En 2002, le volume total, en dollars des échanges sino-mauritaniens, représentaient à peine 600 millions de dollars. Dix ans plus tard, ce volume atteint presque deux milliards de dollars. L’explosion du secteur minier est passée par là, et des produits halieutiques de plus en plus visés.

«Les ressources naturelles des PED nous intéressent certes, de par nos besoins par rapport à notre économie en croissance, mais avec la Mauritanie particulièrement, nous sommes en relations essentiellement historiquement en BTP et infrastructures. Les ressources minières et halieutiques ne nous intéressent que depuis peu. Donc on ne peut pas être réducteur sur ce point. Il y a une realpolitik que les pays sensés du monde entier appliquent, mais on ne fait pas durer des relations diplomatiques et économiques que sur cela!» tempère Yang Pei Pei.

«C’est dans notre intérêt de valoriser les ressources naturelles locales. C’est la principales source de revenus de l’état» continue-t-elle.

«Sur la coopération diplomatique, on a fait beaucoup de projets bénéfiques pour le pays. Le projet d’extension du port en fait partie, mais aussi l’hôpital de l’amitié, la nouvelle Primature, les ministères des affaires étrangères, campus fac médecine. Il y a un projet de centre de démonstration agricole qui a pour ambition de montrer des technologies agricoles modernes adaptables en Mauritanie, plus les formations locales. Il y a un tel potentiel agricole en Mauritanie» développe longuement la chargée des affaires économiques.

La technique du «package»

Cette formule qui représente un aspect de la diplomatie chinoise, dans les PED notamment, fait partie d’un «package» efficace pour gagner des marchés.

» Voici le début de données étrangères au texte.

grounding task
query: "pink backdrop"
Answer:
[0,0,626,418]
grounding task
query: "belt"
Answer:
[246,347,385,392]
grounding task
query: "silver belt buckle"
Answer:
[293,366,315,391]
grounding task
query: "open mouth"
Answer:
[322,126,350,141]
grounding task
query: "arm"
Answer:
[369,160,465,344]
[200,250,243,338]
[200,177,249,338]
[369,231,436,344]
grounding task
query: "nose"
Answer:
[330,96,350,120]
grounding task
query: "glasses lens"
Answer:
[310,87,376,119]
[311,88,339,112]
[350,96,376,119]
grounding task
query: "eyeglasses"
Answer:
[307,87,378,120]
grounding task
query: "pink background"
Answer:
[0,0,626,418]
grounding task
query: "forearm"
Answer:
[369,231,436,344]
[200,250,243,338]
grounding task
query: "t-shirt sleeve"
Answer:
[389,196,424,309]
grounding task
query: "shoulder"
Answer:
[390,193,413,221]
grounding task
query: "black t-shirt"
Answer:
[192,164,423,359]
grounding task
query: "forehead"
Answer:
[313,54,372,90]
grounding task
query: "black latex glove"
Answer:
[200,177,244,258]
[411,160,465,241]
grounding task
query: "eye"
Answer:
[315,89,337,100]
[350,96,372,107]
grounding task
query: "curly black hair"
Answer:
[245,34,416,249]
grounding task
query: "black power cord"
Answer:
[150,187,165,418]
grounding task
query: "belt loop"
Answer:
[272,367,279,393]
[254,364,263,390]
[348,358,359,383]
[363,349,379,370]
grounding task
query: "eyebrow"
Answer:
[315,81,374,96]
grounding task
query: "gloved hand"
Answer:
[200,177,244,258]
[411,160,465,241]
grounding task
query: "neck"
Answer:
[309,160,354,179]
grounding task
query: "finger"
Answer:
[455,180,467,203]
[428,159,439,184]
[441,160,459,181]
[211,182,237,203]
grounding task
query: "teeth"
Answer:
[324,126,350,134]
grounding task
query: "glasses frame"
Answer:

En fait, ceci est inclus dans les offres chinoises, moins chères de 30 à 50% que celles occidentales. Les entreprises chinoises font venir de Chine leur propre main-d’œuvre, ce qui leur permet de baisser leurs coûts.

Si cela ne suffit pas, les Chinois ont une autre astuce pour l’emporter à coup sûr. Ils recourent à cette technique du «package». Des offres groupées, en somme : une autoroute + un pont + une raffinerie + l’exploitation d’une mine. Parfois, si le contrat est vraiment important, ils proposent de construire, gratuitement, de nouveaux bâtiments pour un ministère, voire un palais présidentiel tout entier. Les profits dégagés par l’exploitation de la mine permettront, au fil des ans, de rembourser ces investissements.

A chaque fois, ces «packages» sont financés par la même institution, l’Exim Bank (pour exportations/importations), lancée en 1994. En septembre 2006, le banquier avait déjà prêté de l’argent pour la réalisation de 259 projets en Afrique, dans 36 Etats, dont une grande majorité (près de 80%) pour la construction d’infrastructures.

En terme d’investissements chinois, la Mauritanie a bénéficié d’un prêt de 294 millions de dollars (2 % intérêt) pour l’expansion du port de à 1400 mettre afin de pouvoir accueillir 4 navires en même temps. La Chine a financé en 2008 la route Nouakchott Kaédi pour exportation du plâtre mauritanien. 100 millions de dollars de plus ont été investis par la Chine pour la construction d’hôpitaux, de logements d’un centre commercial où des produits chinois se vendent. L’enveloppe a servi à la construction d’un dépôt au port de Nouakchott pour des équipements et produits chinois et le lancement d’un projet d’énergie solaire.